Полная версия
Одинокий трип некитайца по реке Янцзы
Вдоль реки тянулся металлический забор, со странными, почти абсурдными узорами, как будто созданный не для глаз, а для запутанного разума. Я остановился, на мгновение поймав себя в каком-то странном, бесцельном желании задержаться здесь. Облокотившись на холодные перила, я стал смотреть на другую сторону побережья, где лежали уставшие, как дряхлые великаны, судостроительные заводы и доки, погруженные в тяжкий сон своей бесконечной работы. Небо было глубоко синего цвета, начинались сумерки. Еще немного и начнется ночь, но у горизонта еще можно было разглядеть ярко-желтую полоску, которая постепенно обретала оранжевые тона.
Я глядел в небесный градиент – от выцветшего розового до густого синего. Чем больше смотрел, тем глубже ускользал в какое-то полупрозрачное междумирье, где каждый оттенок будто открывал новую дверь, ведущую не то к свободе, не то к пустоте. Странное это дело – просто стоять и наблюдать за тем, как небо тонет в сумерках. Теряем ли мы время, стоя в сторонке от суеты? Или, может, время само проходит сквозь нас, не оставляя и следа? Эта штука, время, будто подарок, выданный напрокат, который потом заберут обратно – с тем же хладнокровием, что и дали. И тогда останется только пустота, что мотается по вселенной, как атомная частица, летящая туда, куда её швырнет очередной порыв космического ветра.
Я сделал попытку вернуть себя к более приземистым размышлениям и посмотрел по сторонам. Люди продолжали сновать туда-сюда, но их стало заметно меньше. И снова я почувствовал тяготение иной реальности. И редкие люди стали атомными пылинками, которых сила то сдувала друг к другу, то уносила прочь. А вокруг пустое пространство и были ли эти пылинки вместе или порознь – они все равно постоянно прибывали в этом пространстве и ничего не могли с этим поделать. Вообще глядя на них, я заметил, что они и в общем-то мало что могли сделать. Их носило, кружило и они то улыбались, то были хмурыми, но по-прежнему гонимые неведомой силой в пустом пространстве.
Я посмотрел на речную рябь, мелкие волны. Та же самая сила гнала зачем-то и их. Сначала вела их в море, затем в океан, а затем в пар и облака, потом они проливались на землю или становились холодными кристаллами и так ждали своего более привычного состояния, пока в один день вновь не становились волнами на реке.
Я был так сильно погружен в свои мысли, что даже не заметил возле себя девушку.
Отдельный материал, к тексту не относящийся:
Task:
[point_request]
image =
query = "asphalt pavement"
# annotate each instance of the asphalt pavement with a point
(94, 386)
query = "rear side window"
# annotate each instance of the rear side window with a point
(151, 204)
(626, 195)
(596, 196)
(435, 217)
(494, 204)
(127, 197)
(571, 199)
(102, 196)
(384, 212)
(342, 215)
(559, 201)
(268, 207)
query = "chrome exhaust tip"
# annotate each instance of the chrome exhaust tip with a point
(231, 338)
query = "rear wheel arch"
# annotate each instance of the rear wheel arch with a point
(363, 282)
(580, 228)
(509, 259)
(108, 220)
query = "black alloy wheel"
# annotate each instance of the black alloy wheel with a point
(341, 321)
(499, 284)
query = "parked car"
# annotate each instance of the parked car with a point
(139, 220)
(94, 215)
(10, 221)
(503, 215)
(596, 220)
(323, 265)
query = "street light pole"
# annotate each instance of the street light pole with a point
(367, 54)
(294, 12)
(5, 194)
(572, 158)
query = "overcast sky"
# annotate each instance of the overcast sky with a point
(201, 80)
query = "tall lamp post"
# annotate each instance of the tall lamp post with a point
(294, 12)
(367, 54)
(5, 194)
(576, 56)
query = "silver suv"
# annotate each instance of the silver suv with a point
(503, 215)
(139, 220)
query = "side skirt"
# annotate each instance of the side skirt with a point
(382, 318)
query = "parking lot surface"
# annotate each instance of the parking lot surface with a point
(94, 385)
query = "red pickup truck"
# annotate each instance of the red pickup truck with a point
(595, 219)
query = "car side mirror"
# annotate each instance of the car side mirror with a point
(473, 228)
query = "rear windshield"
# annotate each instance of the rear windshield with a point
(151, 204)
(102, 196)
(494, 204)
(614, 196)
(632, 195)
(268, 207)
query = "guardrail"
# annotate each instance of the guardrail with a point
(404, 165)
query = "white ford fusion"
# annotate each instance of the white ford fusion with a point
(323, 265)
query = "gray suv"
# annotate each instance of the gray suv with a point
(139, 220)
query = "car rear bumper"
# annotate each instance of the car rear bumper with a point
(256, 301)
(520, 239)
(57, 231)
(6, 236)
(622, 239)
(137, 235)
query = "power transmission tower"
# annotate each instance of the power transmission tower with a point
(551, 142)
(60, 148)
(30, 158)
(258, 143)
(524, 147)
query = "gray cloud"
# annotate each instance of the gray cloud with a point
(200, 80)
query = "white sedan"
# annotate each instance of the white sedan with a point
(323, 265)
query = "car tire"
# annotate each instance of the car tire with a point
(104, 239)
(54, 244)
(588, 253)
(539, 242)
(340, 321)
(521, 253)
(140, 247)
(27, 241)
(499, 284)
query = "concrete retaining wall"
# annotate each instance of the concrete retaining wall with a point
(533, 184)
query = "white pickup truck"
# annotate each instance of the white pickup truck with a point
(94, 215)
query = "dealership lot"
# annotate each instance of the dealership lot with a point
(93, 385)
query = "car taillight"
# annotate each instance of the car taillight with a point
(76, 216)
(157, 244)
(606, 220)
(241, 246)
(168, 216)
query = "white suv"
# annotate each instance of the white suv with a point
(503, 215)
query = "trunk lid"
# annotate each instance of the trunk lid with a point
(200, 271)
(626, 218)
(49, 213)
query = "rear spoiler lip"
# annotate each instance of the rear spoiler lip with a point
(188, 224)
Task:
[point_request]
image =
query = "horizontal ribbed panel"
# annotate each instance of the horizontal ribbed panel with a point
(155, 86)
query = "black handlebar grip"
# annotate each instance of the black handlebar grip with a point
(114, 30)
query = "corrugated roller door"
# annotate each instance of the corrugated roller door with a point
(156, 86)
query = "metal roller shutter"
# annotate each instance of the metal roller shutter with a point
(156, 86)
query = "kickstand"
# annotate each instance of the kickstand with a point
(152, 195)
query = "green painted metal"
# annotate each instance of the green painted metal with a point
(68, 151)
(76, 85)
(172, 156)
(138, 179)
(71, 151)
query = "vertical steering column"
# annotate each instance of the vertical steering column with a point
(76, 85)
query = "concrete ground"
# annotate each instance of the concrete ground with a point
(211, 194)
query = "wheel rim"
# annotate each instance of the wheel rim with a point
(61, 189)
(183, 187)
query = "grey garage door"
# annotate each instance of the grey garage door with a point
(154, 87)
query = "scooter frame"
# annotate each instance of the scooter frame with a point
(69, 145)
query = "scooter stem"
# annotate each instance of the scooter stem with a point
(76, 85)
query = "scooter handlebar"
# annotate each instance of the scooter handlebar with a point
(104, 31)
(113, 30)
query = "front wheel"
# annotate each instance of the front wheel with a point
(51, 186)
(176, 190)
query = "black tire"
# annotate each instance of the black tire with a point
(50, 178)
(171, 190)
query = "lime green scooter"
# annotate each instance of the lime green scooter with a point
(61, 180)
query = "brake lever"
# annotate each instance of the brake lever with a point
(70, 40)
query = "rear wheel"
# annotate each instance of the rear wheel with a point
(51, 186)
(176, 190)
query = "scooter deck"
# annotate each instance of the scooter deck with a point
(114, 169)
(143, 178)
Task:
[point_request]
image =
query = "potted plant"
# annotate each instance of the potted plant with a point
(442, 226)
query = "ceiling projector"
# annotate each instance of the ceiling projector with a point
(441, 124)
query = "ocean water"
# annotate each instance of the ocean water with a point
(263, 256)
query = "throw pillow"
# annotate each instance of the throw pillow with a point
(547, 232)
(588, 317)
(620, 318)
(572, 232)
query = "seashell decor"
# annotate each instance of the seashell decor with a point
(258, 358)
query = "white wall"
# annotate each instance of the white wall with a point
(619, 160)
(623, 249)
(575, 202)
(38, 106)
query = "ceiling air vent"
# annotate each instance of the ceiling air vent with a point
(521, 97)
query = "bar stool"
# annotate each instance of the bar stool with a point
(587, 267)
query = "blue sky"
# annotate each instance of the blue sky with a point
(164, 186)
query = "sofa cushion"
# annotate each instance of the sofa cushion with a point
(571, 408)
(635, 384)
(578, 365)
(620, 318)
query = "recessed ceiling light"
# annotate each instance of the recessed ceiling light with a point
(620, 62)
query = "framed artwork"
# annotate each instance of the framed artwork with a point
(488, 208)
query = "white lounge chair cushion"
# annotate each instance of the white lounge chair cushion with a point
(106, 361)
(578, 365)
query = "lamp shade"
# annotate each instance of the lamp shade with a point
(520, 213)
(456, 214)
Сейчас же я не мог ее игнорировать. Я пытался продолжать разглядывать мелкие волны, но взгляд мой то и дело возвращался к ней. Девушка стояла всего в паре шагов от меня, близко, настолько, что я ловил её тихое, почти невесомое дыхание. Её кожа, светлая и нежная, словно мрамор под лунным светом, резко контрастировала с моим лицом, немного обожжённым за это лето, потемневшим, как кожа у всех нас, жителей города, привыкших к солнцу. Она была хрупкой, как фарфоровая фигурка, холодная и чужая этому осеннему ветру, будто не привыкшая к его резкому, пробирающему прикосновению.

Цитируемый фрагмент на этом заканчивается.